Theoretical Perspectives on Data Quality and Synergistic Effects in Pre- and Post-Training Reasoning Models

TL;DR

This paper provides a theoretical analysis of how pretraining and post-training methods like SFT and RL interact with dataset size and quality in transformer models, revealing conditions for optimal data use.

Contribution

It introduces a theoretical framework analyzing transformers on an in-context weight prediction task, explaining the effects of data size and quality on different training strategies.

Findings

Balanced pretraining data can enable latent capabilities for post-training.

Small, challenging datasets improve SFT effectiveness, while large datasets may dilute signals.

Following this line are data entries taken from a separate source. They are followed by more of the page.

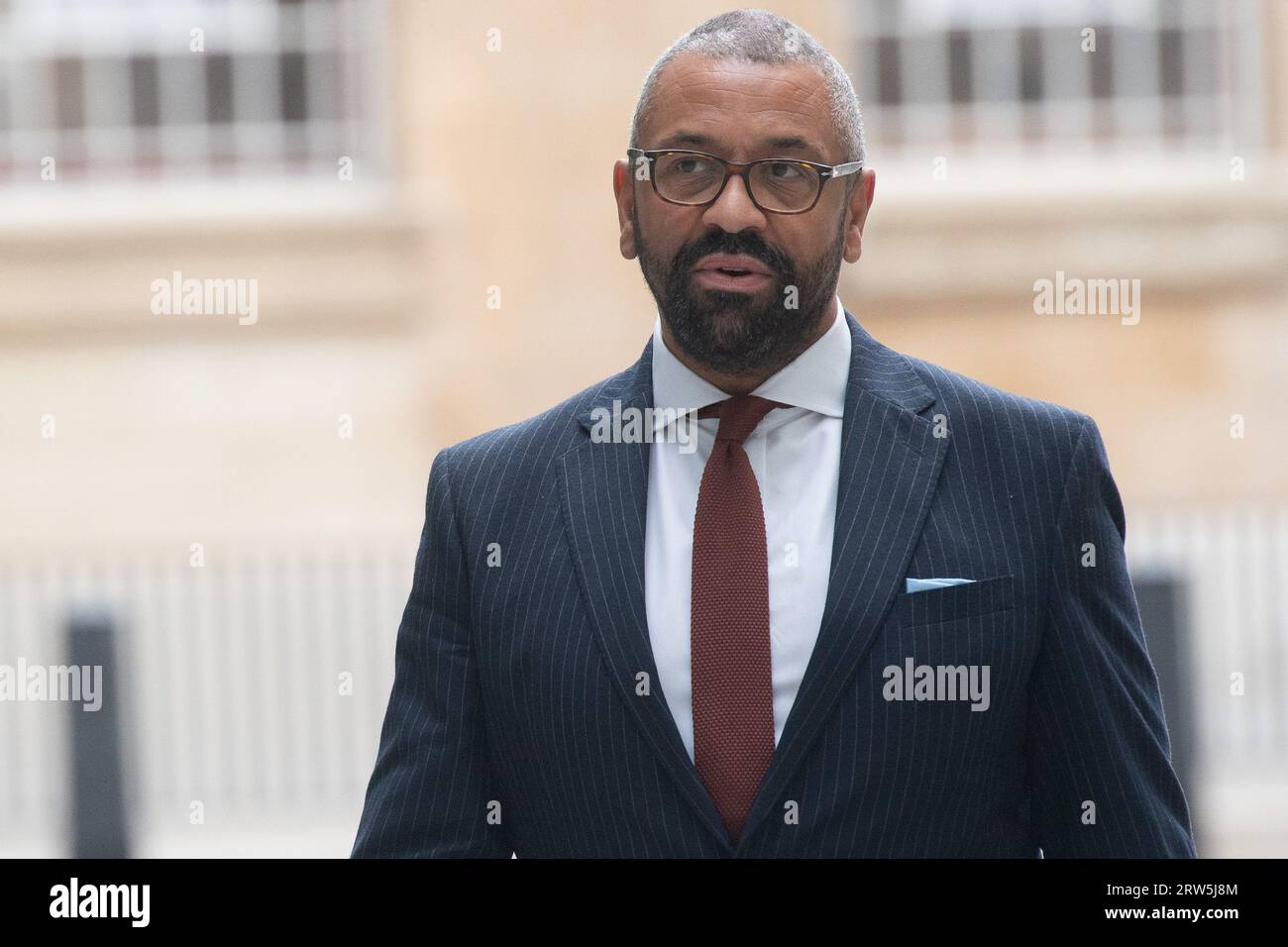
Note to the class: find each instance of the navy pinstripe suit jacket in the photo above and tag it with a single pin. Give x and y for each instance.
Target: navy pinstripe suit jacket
(519, 720)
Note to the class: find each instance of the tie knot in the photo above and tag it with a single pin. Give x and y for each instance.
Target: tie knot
(738, 415)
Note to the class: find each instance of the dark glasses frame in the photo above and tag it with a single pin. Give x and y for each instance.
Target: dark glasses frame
(742, 169)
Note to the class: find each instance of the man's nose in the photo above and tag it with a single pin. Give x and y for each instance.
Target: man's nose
(733, 210)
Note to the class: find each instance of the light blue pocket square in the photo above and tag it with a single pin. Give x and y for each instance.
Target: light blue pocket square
(923, 583)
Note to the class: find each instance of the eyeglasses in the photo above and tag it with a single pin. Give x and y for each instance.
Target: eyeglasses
(781, 185)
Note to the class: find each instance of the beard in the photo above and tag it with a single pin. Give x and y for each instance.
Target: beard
(742, 333)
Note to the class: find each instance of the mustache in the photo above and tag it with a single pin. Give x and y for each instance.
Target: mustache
(732, 244)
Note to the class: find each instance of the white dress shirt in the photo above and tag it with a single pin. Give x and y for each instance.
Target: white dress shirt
(797, 457)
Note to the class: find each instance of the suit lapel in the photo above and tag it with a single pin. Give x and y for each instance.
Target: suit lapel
(604, 495)
(890, 462)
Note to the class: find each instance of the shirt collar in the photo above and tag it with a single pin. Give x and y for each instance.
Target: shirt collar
(814, 380)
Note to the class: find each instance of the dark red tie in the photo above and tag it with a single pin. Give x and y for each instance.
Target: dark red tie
(733, 689)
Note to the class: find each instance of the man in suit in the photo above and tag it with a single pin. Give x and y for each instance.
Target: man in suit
(859, 605)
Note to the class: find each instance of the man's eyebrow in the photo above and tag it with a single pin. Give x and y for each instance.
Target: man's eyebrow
(774, 145)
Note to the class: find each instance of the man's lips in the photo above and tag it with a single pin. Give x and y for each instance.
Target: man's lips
(732, 263)
(732, 272)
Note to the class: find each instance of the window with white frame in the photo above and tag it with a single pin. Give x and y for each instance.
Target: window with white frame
(1059, 75)
(188, 89)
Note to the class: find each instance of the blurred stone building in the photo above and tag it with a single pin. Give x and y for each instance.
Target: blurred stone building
(420, 196)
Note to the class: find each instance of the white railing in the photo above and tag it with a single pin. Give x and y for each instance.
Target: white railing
(231, 672)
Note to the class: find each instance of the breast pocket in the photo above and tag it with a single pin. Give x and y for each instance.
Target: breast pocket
(954, 602)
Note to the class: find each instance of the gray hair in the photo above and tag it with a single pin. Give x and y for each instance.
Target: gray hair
(761, 37)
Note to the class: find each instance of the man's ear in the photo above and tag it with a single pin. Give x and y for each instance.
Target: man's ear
(861, 201)
(623, 189)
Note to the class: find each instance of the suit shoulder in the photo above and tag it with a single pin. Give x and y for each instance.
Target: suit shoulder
(977, 403)
(537, 440)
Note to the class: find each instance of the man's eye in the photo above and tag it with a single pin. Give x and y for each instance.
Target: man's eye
(691, 165)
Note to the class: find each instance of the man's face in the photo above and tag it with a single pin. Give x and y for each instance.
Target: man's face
(751, 324)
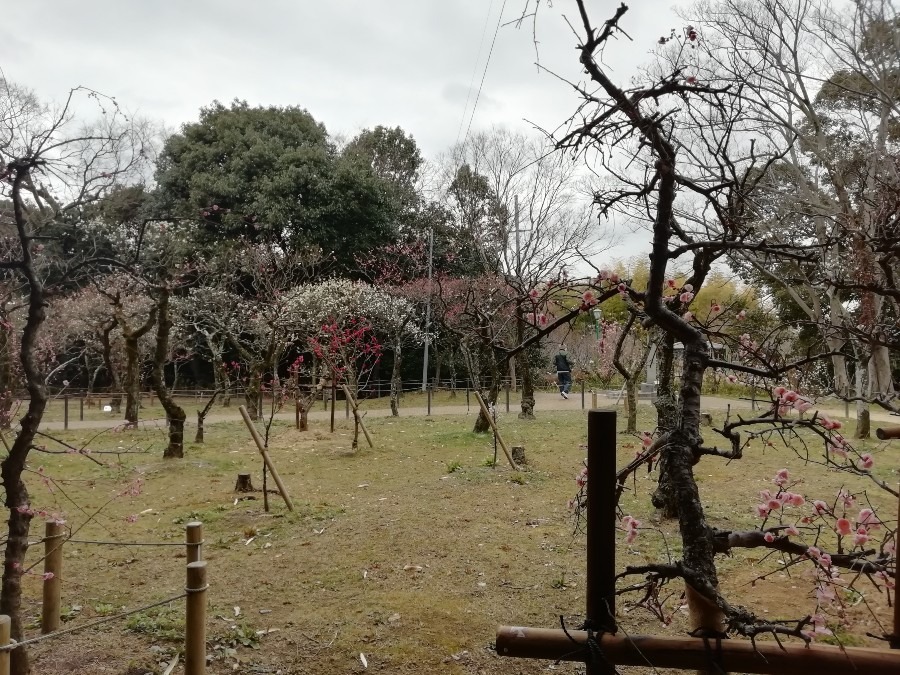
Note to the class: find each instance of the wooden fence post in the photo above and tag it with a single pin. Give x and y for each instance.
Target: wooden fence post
(193, 539)
(5, 630)
(600, 590)
(195, 619)
(53, 541)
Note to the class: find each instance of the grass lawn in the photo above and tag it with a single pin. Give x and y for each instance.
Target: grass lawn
(410, 553)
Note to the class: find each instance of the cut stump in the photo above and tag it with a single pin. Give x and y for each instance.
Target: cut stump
(518, 452)
(243, 483)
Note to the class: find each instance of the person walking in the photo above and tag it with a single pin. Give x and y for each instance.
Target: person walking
(563, 371)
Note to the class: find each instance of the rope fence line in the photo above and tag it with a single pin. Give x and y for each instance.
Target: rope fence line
(126, 543)
(97, 622)
(194, 591)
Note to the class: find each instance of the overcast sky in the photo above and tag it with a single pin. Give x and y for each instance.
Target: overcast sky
(351, 63)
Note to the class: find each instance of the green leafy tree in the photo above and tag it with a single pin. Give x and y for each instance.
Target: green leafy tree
(272, 174)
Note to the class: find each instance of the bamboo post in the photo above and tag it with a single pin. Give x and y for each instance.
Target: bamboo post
(490, 419)
(355, 405)
(195, 619)
(686, 653)
(193, 539)
(5, 631)
(262, 450)
(600, 591)
(53, 541)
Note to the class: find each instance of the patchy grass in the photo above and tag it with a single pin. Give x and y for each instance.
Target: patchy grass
(410, 553)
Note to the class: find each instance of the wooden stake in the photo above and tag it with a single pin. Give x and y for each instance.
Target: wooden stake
(53, 541)
(5, 630)
(262, 450)
(195, 619)
(732, 656)
(193, 539)
(487, 414)
(333, 397)
(355, 406)
(600, 590)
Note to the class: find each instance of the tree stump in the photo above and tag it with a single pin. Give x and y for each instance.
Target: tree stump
(243, 483)
(518, 452)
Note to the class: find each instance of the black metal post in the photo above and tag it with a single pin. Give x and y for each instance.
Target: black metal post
(600, 591)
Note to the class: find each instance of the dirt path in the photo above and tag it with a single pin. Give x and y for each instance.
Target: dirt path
(544, 401)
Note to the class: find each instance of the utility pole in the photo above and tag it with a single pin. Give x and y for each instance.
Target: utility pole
(518, 247)
(428, 309)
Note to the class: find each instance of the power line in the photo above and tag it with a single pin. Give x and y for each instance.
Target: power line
(462, 119)
(484, 73)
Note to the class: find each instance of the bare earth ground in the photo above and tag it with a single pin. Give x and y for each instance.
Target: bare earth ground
(410, 553)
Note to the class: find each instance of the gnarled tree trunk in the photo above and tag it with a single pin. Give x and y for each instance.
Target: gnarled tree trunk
(175, 415)
(396, 383)
(666, 417)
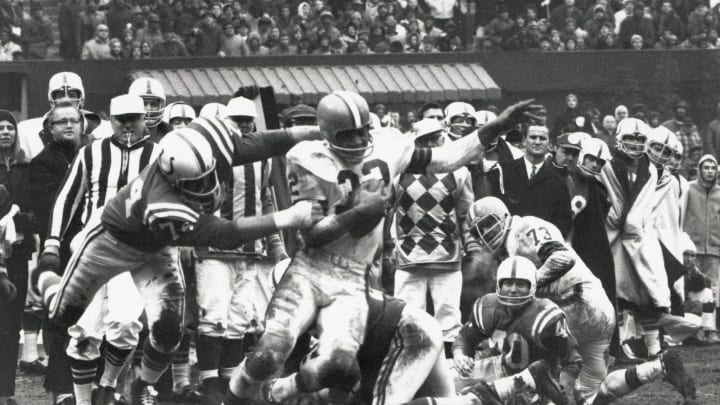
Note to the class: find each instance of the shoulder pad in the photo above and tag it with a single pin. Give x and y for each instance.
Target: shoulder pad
(315, 157)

RL benefits most from large-scale, manageable data for pretrained models.

Abstract

Large Language Models (LLMs) are pretrained on massive datasets and later instruction-tuned via supervised fine-tuning (SFT) or reinforcement learning (RL). Best practices emphasize large, diverse pretraining data, whereas post-training operates differently: SFT relies on smaller, high-quality datasets, while RL benefits more from scale, with larger amounts of feedback often outweighing label quality. Yet it remains unclear why pretraining and RL require large datasets, why SFT excels on smaller ones, and what defines high-quality SFT data. In this work, we theoretically analyze transformers trained on an in-context weight prediction task for linear regression. Our analysis reveals several key findings: $(i)$ balanced pretraining data can induce latent capabilities later activated during post-training, and $(ii)$ SFT learns best from a small set of examples challenging for the pretrained model, while excessively large SFT datasets may dilute informative pretraining signals. In contrast, RL is most effective on large-scale data that is not overly difficult for the pretrained model. We validate these theoretical insights with experiments on large nonlinear transformer architectures.